Determine all $2 \times 2$ real matrices $A$ such that $(1) \ \ A^2=I$, $(2) \ \ A^2=0$

Question

Determine all $2 \times 2$ real matrices $A$ such that $(1) \ \ A^2=I$, $(2) \ \ A^2=0$

I came across this problem recently where I have to determine all the $2\times2$ matrices satisfying the aforementioned criteria. The problem is that the equations which I get after multiplication are not so easy to work with and I'm unable to proceed.

If someone could help me with these equations and solve for the various cases, that'd be really helpful.

Answer to part one: $$A=I$$ $$A=-I$$ $$a_{11}=a_{22}=0 \ , \ a_{12}a_{21}=1 $$$$a_{11}=-a_{22}\neq0, \ a_{11}^2+a_{12}a_{21}=1$$

Answer to part two: $$a_{11}=a_{12}=a_{22}=0$$$$a_{11}=a_{21}=a_{22}=0$$$$a_{11}=-a_{22}\neq0, \ a_{11}^2+a_{12}a_{21}=0$$

Answer 1

Case $A^{2} = I$.

Two possibilities are of course $A = \pm I$. If $A \ne \pm I$, then the characteristic polynomial of $A$ is $x^{2} - 1$, which means $A$ has trace $0$ and determinant $-1$. Therefore \begin{equation*} \begin{bmatrix} a & b\\ c & -a \end{bmatrix}, \end{equation*} where $a^{2} + b c = 1$.

Case $A^{2} = 0$.

One possibility is of course $A = 0$. If $A \ne 0$, then the characteristic polynomial of $A$ is $x^{2}$, which means $A$ has trace and determinant $0$. Therefore \begin{equation*} \begin{bmatrix} a & b\\ c & -a \end{bmatrix}, \end{equation*} where $a^{2} + b c = 0$, and $a, b, c$ are not all zero.

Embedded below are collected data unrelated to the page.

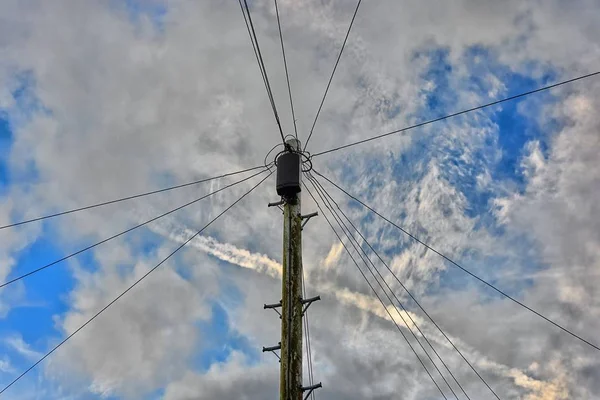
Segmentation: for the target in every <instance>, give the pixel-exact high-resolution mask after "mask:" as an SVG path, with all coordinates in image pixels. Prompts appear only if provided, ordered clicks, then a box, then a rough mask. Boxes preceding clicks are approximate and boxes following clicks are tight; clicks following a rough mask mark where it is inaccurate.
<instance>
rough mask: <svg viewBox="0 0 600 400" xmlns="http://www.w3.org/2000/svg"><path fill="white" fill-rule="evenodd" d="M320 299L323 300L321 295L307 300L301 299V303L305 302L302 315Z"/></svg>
mask: <svg viewBox="0 0 600 400" xmlns="http://www.w3.org/2000/svg"><path fill="white" fill-rule="evenodd" d="M319 300H321V296H315V297H311V298H310V299H306V300H303V299H300V303H302V304H304V308H303V309H302V315H304V313H305V312H306V310H308V307H310V305H311V304H312V303H314V302H315V301H319Z"/></svg>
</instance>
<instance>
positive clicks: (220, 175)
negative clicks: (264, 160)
mask: <svg viewBox="0 0 600 400" xmlns="http://www.w3.org/2000/svg"><path fill="white" fill-rule="evenodd" d="M261 168H265V166H262V165H260V166H258V167H252V168H246V169H243V170H240V171H236V172H229V173H227V174H223V175H219V176H214V177H212V178H206V179H199V180H196V181H193V182H188V183H183V184H181V185H175V186H169V187H166V188H163V189H158V190H152V191H150V192H145V193H140V194H134V195H132V196H127V197H121V198H119V199H115V200H109V201H104V202H101V203H96V204H92V205H89V206H84V207H79V208H74V209H71V210H67V211H60V212H57V213H54V214H49V215H44V216H42V217H36V218H31V219H27V220H24V221H19V222H14V223H12V224H8V225H3V226H0V229H6V228H12V227H15V226H19V225H24V224H28V223H30V222H35V221H41V220H44V219H48V218H54V217H59V216H61V215H66V214H71V213H74V212H77V211H83V210H89V209H90V208H96V207H102V206H107V205H109V204H114V203H119V202H121V201H127V200H132V199H137V198H139V197H145V196H149V195H152V194H157V193H162V192H167V191H169V190H174V189H180V188H183V187H187V186H193V185H198V184H200V183H204V182H209V181H213V180H216V179H221V178H225V177H228V176H233V175H238V174H241V173H244V172H248V171H254V170H257V169H261Z"/></svg>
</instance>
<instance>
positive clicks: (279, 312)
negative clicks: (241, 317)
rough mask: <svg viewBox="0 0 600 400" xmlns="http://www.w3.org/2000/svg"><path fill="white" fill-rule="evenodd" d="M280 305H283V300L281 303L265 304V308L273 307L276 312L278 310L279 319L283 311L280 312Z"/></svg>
mask: <svg viewBox="0 0 600 400" xmlns="http://www.w3.org/2000/svg"><path fill="white" fill-rule="evenodd" d="M279 307H281V300H280V301H279V303H275V304H265V305H264V307H263V308H264V309H265V310H267V309H273V310H275V312H276V313H277V314H279V319H281V313H280V312H279V310H278V308H279Z"/></svg>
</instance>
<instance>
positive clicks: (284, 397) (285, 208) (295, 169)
mask: <svg viewBox="0 0 600 400" xmlns="http://www.w3.org/2000/svg"><path fill="white" fill-rule="evenodd" d="M301 152H302V147H301V146H300V141H299V140H297V139H288V140H287V141H286V150H285V151H284V152H283V153H281V154H280V155H279V157H278V158H277V194H278V195H280V196H281V201H280V202H277V203H271V204H269V206H275V205H276V206H280V205H283V277H282V278H283V279H282V285H281V301H280V302H279V303H277V304H269V305H267V304H265V306H264V308H265V309H267V308H269V309H275V311H277V309H278V308H279V307H281V313H279V311H277V313H278V314H279V315H280V318H281V342H280V343H279V345H277V346H273V347H263V351H272V352H273V353H275V350H280V356H279V357H280V363H281V364H280V380H279V382H280V388H279V393H280V395H279V398H280V400H302V399H303V394H304V393H305V392H307V394H306V397H305V398H308V396H309V395H310V393H312V391H313V390H315V389H316V388H318V387H321V384H320V383H319V384H317V385H312V386H306V387H305V386H303V385H302V317H303V315H304V313H305V312H306V309H307V308H308V307H309V306H310V304H312V302H314V301H316V300H320V297H319V296H317V297H314V298H311V299H304V298H303V297H302V277H303V271H302V228H303V225H304V224H305V223H306V222H307V221H308V219H310V218H312V217H314V216H315V215H316V213H313V214H310V215H306V216H303V215H302V213H301V198H300V190H301V176H302V155H301ZM303 220H305V221H304V224H303ZM275 354H276V355H277V353H275Z"/></svg>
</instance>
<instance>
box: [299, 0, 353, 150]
mask: <svg viewBox="0 0 600 400" xmlns="http://www.w3.org/2000/svg"><path fill="white" fill-rule="evenodd" d="M361 3H362V0H358V3H356V8H355V9H354V14H353V15H352V20H350V26H348V31H346V37H345V38H344V42H343V43H342V48H341V49H340V53H339V54H338V58H337V60H335V64H334V66H333V71H331V76H330V77H329V82H327V87H326V88H325V93H323V98H322V99H321V104H319V109H318V110H317V115H315V120H314V121H313V125H312V127H311V128H310V134H309V135H308V139H306V143H304V151H306V146H308V141H309V140H310V138H311V137H312V134H313V131H314V130H315V125H317V120H318V119H319V115H321V109H322V108H323V104H324V103H325V98H326V97H327V93H328V92H329V87H330V86H331V81H332V80H333V76H334V75H335V71H336V69H337V66H338V64H339V63H340V59H341V58H342V53H343V52H344V49H345V48H346V42H347V41H348V36H350V30H351V29H352V25H354V20H355V19H356V14H357V13H358V8H359V7H360V4H361Z"/></svg>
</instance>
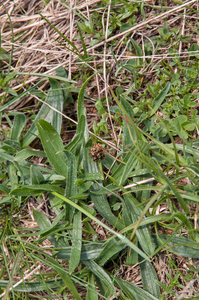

In part one, distinguish now

• the case when $a = \pm 1$, and then either $b = 0$ and $b$ is arbitrary, or vice versa;
• the case when $a \ne \pm 1$, and then $b \ne 0$, say, can be chosen arbitrarily, and $c = (1 - a^{2})/b \ne 0$.

In part two, distinguish now

• the case when $a = 0$, and then either $b = 0$ and $c$ is arbitrary, or vice versa;
• the case when $a \ne 0$, and then $b \ne 0$, say, can be chosen arbitrarily, and $c = -a^{2}/b\ne 0$.

Answer 2

$$A = \begin{bmatrix} a & b\\ c & d \end{bmatrix} \Rightarrow A^2 = \begin{bmatrix} a^2+bc & (a+d)b\\ (a+d)c & bc +d^2 \end{bmatrix}$$

In both cases, you have to impose $(a+d)b = (a+d)c = 0$.

1. Case $a+d \neq 0$: then $b = c = 0$ and $A^2 = \begin{bmatrix} a^2 & 0\\ 0 & d^2 \end{bmatrix}$ and it's easy to continue.
2. Case $a+d = 0$: $A^2 = \begin{bmatrix} a^2+bc & 0\\ 0 & bc + d^2 \end{bmatrix}$ and it's easy to continue.